August 15, 2013 11:19
Paul Michael Glaser (Photo: Pamela Raith)

By

Angela Epstein,

Angela Epstein

5 min read

In the great panoply of iconic male acting roles, the part of an impoverished milkman in turn-of-the-20th-century Russia — transport, horse and cart — and a hot-shot detective who scorches the earth in a red-striped Torino are worlds apart. But no. The two are deeply connected, insists Paul Michael Glaser, who found worldwide fame in 1970s cop show Starsky and Hutch and is now stepping into the shoes of the philosophising Tevye in a UK theatre tour of Fiddler on the Roof.

“Tevye is an everyman — he speaks for everyone, as he tries to reconcile himself to the way life changes,” Glaser says. “In the process, his is a story which cuts across all religions. And Starsky, well, he was an everyman, too. I didn’t play him as Jewish. People often wonder whether he was, but to me he was just ethnic. So I was able to play him lots of ways — sad, whimsical, serious, adult, childish. How many characters do you know that can do that? Tevye is one of them. That’s where the common ground is.

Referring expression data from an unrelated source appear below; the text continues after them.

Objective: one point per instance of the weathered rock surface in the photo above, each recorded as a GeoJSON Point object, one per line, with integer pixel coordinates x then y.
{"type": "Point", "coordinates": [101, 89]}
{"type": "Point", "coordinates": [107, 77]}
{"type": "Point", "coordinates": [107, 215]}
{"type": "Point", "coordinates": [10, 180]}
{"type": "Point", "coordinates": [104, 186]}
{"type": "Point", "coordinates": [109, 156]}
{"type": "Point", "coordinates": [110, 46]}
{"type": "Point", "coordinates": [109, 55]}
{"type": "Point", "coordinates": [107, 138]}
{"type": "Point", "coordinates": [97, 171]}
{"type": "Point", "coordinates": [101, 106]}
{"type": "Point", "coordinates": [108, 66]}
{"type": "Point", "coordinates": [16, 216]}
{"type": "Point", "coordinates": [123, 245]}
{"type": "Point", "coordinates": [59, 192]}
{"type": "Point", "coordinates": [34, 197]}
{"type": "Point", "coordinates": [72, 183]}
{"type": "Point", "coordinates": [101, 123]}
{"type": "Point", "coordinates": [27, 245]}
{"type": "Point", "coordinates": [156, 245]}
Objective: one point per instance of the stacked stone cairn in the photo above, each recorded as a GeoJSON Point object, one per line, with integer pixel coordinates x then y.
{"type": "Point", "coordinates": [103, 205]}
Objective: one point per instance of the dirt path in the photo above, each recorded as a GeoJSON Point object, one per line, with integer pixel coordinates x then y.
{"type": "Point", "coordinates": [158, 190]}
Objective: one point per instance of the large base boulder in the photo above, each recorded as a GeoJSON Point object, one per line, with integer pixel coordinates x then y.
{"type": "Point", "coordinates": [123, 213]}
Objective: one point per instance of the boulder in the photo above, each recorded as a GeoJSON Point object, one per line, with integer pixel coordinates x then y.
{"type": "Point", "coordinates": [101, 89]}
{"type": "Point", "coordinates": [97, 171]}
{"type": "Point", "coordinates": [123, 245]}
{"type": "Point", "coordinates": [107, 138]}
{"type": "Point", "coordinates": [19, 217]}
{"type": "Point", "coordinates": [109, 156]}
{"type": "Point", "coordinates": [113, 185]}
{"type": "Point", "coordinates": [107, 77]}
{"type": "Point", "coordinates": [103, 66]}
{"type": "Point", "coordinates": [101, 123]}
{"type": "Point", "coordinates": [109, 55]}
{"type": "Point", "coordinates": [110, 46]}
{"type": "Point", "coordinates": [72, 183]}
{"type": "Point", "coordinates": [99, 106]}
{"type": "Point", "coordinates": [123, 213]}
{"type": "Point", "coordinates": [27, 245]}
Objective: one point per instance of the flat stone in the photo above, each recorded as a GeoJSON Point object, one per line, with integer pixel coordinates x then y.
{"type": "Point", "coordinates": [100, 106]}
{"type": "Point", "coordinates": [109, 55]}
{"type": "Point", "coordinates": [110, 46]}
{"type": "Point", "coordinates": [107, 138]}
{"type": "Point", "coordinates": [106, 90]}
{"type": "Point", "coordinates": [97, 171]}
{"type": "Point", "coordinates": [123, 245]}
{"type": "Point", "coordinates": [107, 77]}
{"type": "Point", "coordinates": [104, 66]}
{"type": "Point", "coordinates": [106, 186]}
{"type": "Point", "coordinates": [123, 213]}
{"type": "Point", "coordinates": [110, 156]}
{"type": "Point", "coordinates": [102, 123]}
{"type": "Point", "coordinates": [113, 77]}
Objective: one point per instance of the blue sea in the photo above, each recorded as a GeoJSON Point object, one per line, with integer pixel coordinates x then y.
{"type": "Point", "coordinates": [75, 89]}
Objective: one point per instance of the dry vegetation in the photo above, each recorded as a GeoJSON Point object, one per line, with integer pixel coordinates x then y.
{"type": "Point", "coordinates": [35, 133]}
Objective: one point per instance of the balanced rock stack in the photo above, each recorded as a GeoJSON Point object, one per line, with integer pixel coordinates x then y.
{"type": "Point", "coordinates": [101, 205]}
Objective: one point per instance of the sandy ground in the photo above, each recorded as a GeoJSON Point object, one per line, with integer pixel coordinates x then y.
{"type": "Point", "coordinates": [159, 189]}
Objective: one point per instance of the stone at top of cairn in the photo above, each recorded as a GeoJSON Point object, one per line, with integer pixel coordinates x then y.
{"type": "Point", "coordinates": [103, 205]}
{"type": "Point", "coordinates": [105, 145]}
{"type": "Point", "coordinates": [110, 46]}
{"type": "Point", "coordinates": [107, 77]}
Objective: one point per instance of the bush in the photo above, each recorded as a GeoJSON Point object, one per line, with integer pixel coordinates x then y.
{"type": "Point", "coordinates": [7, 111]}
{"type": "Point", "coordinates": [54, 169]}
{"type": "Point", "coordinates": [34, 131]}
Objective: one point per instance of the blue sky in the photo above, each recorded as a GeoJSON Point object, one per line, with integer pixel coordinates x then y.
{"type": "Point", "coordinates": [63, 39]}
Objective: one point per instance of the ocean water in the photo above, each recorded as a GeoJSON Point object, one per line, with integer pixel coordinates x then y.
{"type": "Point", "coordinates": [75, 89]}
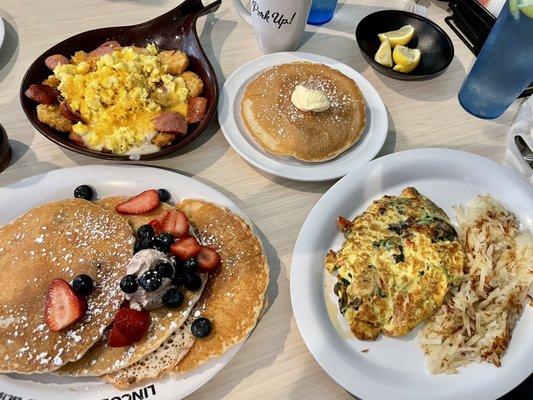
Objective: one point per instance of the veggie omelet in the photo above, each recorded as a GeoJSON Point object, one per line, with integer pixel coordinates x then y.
{"type": "Point", "coordinates": [400, 258]}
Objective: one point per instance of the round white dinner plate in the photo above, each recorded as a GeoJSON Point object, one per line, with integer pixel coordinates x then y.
{"type": "Point", "coordinates": [107, 180]}
{"type": "Point", "coordinates": [394, 368]}
{"type": "Point", "coordinates": [229, 118]}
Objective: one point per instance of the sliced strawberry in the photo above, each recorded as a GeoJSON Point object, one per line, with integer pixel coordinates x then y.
{"type": "Point", "coordinates": [186, 248]}
{"type": "Point", "coordinates": [118, 339]}
{"type": "Point", "coordinates": [207, 260]}
{"type": "Point", "coordinates": [140, 204]}
{"type": "Point", "coordinates": [132, 323]}
{"type": "Point", "coordinates": [129, 327]}
{"type": "Point", "coordinates": [176, 223]}
{"type": "Point", "coordinates": [157, 222]}
{"type": "Point", "coordinates": [63, 306]}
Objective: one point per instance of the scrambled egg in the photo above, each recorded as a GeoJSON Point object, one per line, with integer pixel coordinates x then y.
{"type": "Point", "coordinates": [400, 258]}
{"type": "Point", "coordinates": [118, 95]}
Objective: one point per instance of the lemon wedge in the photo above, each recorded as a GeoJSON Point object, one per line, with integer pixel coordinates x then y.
{"type": "Point", "coordinates": [406, 59]}
{"type": "Point", "coordinates": [384, 54]}
{"type": "Point", "coordinates": [401, 36]}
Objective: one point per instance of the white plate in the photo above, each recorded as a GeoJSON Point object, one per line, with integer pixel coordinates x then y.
{"type": "Point", "coordinates": [108, 180]}
{"type": "Point", "coordinates": [229, 110]}
{"type": "Point", "coordinates": [394, 368]}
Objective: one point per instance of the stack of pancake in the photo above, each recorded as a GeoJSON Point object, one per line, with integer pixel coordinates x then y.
{"type": "Point", "coordinates": [71, 237]}
{"type": "Point", "coordinates": [282, 129]}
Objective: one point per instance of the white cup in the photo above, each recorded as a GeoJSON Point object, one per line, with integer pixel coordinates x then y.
{"type": "Point", "coordinates": [278, 24]}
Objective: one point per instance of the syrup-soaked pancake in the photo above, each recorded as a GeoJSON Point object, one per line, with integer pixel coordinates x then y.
{"type": "Point", "coordinates": [58, 240]}
{"type": "Point", "coordinates": [102, 359]}
{"type": "Point", "coordinates": [232, 299]}
{"type": "Point", "coordinates": [282, 129]}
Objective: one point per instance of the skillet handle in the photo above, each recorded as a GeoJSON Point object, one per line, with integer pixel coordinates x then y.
{"type": "Point", "coordinates": [188, 12]}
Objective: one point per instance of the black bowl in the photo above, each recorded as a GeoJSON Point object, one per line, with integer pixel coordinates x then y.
{"type": "Point", "coordinates": [435, 45]}
{"type": "Point", "coordinates": [5, 150]}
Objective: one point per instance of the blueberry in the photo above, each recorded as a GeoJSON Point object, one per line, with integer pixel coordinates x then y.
{"type": "Point", "coordinates": [193, 282]}
{"type": "Point", "coordinates": [201, 327]}
{"type": "Point", "coordinates": [83, 192]}
{"type": "Point", "coordinates": [173, 298]}
{"type": "Point", "coordinates": [150, 281]}
{"type": "Point", "coordinates": [83, 284]}
{"type": "Point", "coordinates": [189, 266]}
{"type": "Point", "coordinates": [179, 278]}
{"type": "Point", "coordinates": [163, 242]}
{"type": "Point", "coordinates": [176, 262]}
{"type": "Point", "coordinates": [145, 231]}
{"type": "Point", "coordinates": [166, 270]}
{"type": "Point", "coordinates": [164, 195]}
{"type": "Point", "coordinates": [145, 243]}
{"type": "Point", "coordinates": [128, 284]}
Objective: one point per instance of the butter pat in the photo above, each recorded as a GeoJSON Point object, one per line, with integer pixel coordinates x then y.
{"type": "Point", "coordinates": [306, 99]}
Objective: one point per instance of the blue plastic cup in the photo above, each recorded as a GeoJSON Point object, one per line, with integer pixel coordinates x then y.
{"type": "Point", "coordinates": [504, 67]}
{"type": "Point", "coordinates": [321, 11]}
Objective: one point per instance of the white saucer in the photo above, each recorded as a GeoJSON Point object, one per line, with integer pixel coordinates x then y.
{"type": "Point", "coordinates": [394, 368]}
{"type": "Point", "coordinates": [236, 134]}
{"type": "Point", "coordinates": [107, 180]}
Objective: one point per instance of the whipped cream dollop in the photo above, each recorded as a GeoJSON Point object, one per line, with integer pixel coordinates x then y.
{"type": "Point", "coordinates": [141, 262]}
{"type": "Point", "coordinates": [306, 99]}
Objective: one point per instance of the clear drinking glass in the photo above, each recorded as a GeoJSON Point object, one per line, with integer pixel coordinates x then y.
{"type": "Point", "coordinates": [504, 67]}
{"type": "Point", "coordinates": [321, 11]}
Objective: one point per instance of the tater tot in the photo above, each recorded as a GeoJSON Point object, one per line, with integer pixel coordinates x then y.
{"type": "Point", "coordinates": [163, 139]}
{"type": "Point", "coordinates": [194, 84]}
{"type": "Point", "coordinates": [49, 114]}
{"type": "Point", "coordinates": [174, 61]}
{"type": "Point", "coordinates": [51, 81]}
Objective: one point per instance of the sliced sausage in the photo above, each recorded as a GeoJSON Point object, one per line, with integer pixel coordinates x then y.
{"type": "Point", "coordinates": [171, 122]}
{"type": "Point", "coordinates": [42, 93]}
{"type": "Point", "coordinates": [66, 112]}
{"type": "Point", "coordinates": [196, 109]}
{"type": "Point", "coordinates": [55, 60]}
{"type": "Point", "coordinates": [103, 49]}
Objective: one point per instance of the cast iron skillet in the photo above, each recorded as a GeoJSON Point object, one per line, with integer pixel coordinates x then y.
{"type": "Point", "coordinates": [174, 30]}
{"type": "Point", "coordinates": [435, 45]}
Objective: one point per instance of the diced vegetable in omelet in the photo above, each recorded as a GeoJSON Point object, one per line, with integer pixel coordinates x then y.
{"type": "Point", "coordinates": [399, 259]}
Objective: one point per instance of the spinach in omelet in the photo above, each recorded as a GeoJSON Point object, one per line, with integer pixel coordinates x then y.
{"type": "Point", "coordinates": [399, 259]}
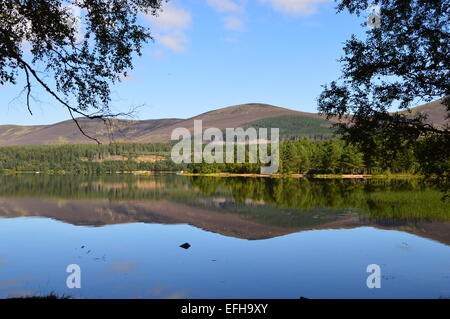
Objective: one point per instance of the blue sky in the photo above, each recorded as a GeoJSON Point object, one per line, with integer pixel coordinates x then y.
{"type": "Point", "coordinates": [210, 54]}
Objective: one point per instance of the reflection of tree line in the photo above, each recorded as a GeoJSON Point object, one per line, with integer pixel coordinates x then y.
{"type": "Point", "coordinates": [401, 199]}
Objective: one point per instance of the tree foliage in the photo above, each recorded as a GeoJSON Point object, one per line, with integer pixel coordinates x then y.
{"type": "Point", "coordinates": [404, 60]}
{"type": "Point", "coordinates": [85, 45]}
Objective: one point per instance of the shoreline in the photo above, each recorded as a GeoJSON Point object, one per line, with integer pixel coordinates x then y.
{"type": "Point", "coordinates": [225, 175]}
{"type": "Point", "coordinates": [316, 176]}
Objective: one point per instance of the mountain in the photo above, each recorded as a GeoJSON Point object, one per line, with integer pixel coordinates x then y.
{"type": "Point", "coordinates": [290, 122]}
{"type": "Point", "coordinates": [436, 113]}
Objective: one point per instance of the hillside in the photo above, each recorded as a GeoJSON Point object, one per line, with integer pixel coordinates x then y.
{"type": "Point", "coordinates": [290, 122]}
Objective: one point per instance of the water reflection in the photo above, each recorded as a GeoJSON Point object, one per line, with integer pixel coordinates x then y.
{"type": "Point", "coordinates": [251, 208]}
{"type": "Point", "coordinates": [251, 238]}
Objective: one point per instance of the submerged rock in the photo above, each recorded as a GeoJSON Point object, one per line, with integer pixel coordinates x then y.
{"type": "Point", "coordinates": [185, 246]}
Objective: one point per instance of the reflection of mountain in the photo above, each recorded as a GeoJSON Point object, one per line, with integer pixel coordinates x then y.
{"type": "Point", "coordinates": [104, 212]}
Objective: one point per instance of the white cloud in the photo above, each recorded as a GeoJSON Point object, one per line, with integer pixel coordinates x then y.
{"type": "Point", "coordinates": [233, 23]}
{"type": "Point", "coordinates": [225, 6]}
{"type": "Point", "coordinates": [296, 7]}
{"type": "Point", "coordinates": [175, 41]}
{"type": "Point", "coordinates": [171, 17]}
{"type": "Point", "coordinates": [171, 24]}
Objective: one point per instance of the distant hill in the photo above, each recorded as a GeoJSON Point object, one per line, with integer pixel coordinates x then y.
{"type": "Point", "coordinates": [291, 123]}
{"type": "Point", "coordinates": [436, 113]}
{"type": "Point", "coordinates": [297, 126]}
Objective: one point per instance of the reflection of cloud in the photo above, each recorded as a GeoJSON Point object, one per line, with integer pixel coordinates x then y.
{"type": "Point", "coordinates": [160, 291]}
{"type": "Point", "coordinates": [21, 293]}
{"type": "Point", "coordinates": [296, 7]}
{"type": "Point", "coordinates": [120, 266]}
{"type": "Point", "coordinates": [13, 282]}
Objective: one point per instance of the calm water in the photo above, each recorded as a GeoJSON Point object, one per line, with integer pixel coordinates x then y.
{"type": "Point", "coordinates": [251, 238]}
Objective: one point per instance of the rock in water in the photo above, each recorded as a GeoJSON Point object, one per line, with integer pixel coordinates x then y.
{"type": "Point", "coordinates": [185, 246]}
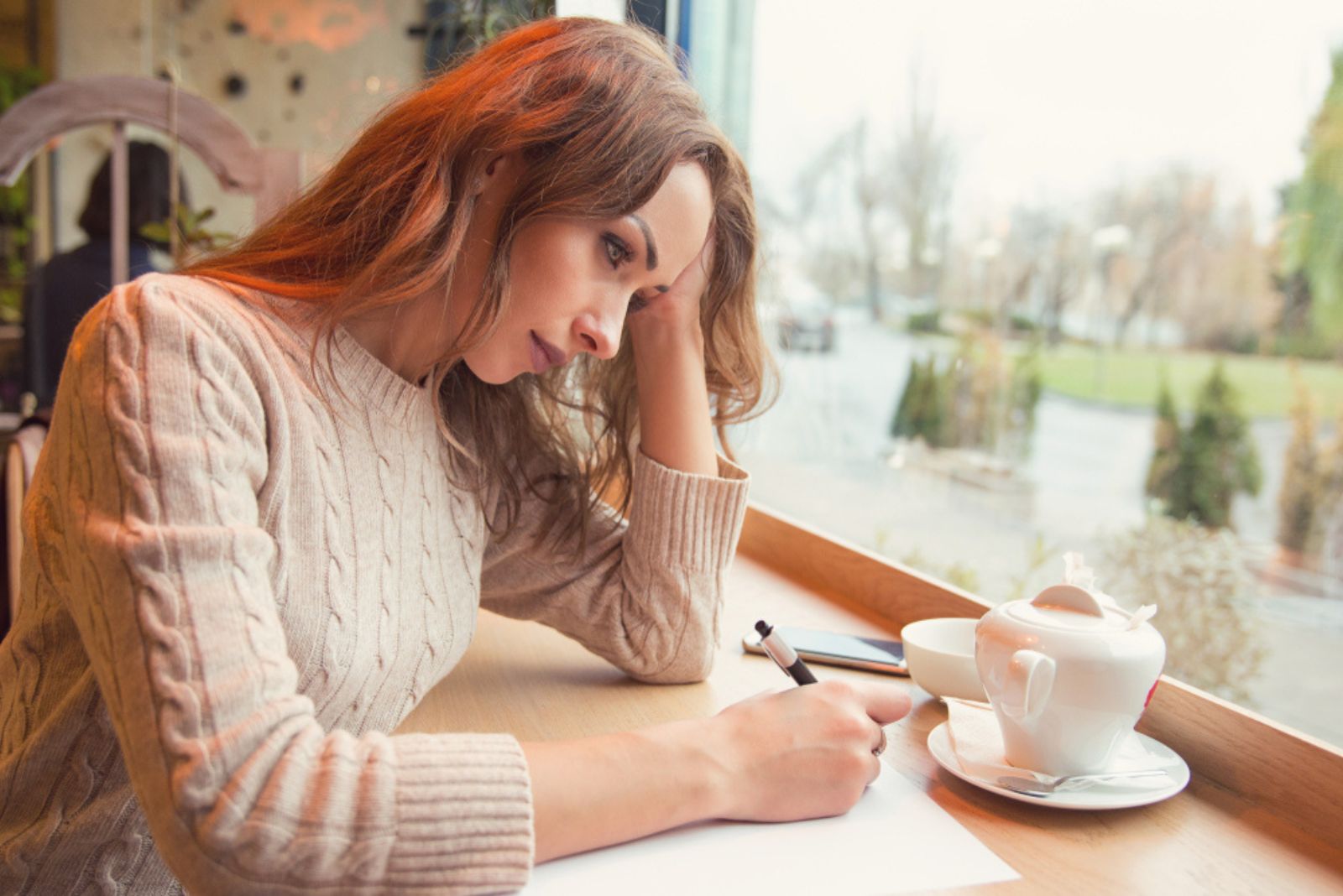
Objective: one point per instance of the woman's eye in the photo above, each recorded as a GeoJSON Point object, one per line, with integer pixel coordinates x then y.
{"type": "Point", "coordinates": [615, 250]}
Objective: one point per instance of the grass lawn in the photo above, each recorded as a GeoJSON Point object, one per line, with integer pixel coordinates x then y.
{"type": "Point", "coordinates": [1131, 378]}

In a sense, I’m an everyman, too.”

Actor, director, writer, poet and campaigner, Glaser has enjoyed a diversely stellar career. Yet for many, he remains frozen in aspic —- or rather a chunky cardigan— as Detective Dave Starsky.

But being synonymous with a role is something he is comfortable with — indeed, he appreciates the irony of now playing a character inextricably linked to Chaim Topol.